Llorar así no me hacía sentir bien, porque no eran solo un par de lágrimas, era un llanto incontrolable que me ahogaba.

—No podías seguir aparentando que no te dolía —respondió—. También perdí a mi abuelo en la peor época de mi vida y creo que entiendo algo de cómo es que te sientes.

Me separé un poco, él puso las manos en mis hombros. Siempre supe que Dylan era más grande que yo, pero esa vez me sentí diminuto.

—Lamento haberte hecho recordar las cosas horribles que te pasaron. —Tallé mis ojos con ambas manos.

—Deja de disculparte —farfulló—. Si puedo ayudarte usando lo que fue esa pesadilla, lo haré. Eres mi novio y quiero que salgas de esto.

Ambos nos sentamos en la orilla de mi cama. Él tenía una mano en mi espalda, mientras yo miraba al suelo y apoyaba los codos en mis rodillas.
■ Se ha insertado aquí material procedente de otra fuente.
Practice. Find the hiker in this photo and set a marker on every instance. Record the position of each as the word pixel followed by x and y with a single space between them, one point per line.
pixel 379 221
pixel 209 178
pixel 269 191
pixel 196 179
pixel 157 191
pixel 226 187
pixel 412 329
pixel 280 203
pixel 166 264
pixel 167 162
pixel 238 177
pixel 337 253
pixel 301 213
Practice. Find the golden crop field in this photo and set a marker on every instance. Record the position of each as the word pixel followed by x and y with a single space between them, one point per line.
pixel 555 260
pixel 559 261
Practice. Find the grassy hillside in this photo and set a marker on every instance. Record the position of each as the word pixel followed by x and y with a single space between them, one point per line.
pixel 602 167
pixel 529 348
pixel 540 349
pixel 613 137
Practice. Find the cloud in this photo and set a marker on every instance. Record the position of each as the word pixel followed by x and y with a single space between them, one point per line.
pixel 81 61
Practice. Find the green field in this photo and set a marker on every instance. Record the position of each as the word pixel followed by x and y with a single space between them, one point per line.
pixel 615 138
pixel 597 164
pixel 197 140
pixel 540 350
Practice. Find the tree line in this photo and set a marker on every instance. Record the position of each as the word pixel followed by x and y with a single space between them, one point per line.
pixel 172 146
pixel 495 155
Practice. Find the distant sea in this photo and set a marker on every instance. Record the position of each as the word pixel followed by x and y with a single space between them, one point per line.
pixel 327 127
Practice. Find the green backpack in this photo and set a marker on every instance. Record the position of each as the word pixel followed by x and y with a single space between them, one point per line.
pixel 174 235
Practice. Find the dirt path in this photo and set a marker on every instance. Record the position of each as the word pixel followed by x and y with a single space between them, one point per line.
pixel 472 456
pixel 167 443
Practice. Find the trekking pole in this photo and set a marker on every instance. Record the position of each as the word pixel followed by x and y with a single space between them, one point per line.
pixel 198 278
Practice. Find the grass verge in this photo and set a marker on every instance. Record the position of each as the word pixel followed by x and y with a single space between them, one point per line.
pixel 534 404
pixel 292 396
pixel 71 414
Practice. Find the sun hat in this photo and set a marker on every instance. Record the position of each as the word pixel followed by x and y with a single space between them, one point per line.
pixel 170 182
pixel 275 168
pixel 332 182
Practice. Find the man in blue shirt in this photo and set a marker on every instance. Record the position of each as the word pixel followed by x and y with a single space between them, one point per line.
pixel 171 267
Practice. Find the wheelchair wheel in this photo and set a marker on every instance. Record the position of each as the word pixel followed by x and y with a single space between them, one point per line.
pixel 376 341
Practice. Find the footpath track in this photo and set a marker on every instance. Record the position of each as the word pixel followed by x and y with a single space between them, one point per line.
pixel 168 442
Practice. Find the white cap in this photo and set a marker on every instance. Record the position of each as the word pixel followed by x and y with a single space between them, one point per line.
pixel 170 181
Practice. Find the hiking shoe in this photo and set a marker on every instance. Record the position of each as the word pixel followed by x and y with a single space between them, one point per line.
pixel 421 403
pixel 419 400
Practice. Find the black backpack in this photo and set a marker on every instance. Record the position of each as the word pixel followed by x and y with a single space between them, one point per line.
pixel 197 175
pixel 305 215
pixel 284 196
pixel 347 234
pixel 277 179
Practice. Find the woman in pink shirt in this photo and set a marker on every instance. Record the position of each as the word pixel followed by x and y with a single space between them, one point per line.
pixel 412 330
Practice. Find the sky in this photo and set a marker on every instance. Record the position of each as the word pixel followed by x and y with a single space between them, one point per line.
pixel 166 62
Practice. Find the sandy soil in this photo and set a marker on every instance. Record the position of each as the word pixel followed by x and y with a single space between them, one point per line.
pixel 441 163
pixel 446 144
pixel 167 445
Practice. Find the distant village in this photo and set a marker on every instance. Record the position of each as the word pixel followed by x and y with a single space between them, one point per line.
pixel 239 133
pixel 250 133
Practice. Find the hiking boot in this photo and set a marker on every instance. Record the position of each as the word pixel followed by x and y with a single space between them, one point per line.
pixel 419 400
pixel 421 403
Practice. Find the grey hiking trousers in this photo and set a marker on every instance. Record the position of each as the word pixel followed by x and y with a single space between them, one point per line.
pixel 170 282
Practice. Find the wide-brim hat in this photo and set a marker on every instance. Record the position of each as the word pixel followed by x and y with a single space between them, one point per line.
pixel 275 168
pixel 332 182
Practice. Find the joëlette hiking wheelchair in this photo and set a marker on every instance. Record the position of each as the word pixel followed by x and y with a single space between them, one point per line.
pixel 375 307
—Hay una cosa que me mencionó el psiquiatra del sitio en el que me internaron luego del susto que le di a Eleonor —dijo de repente. Alcé la cabeza de golpe, esa información era nueva, aunque encajaba con el resto de su historia—: no puedes detener por siempre tu vida solo por el dolor y agotamiento que sientes.

—Eso lo sé, pero no tengo idea de cómo seguir. —Recargué la cabeza en su hombro—. Todo se me complica tanto.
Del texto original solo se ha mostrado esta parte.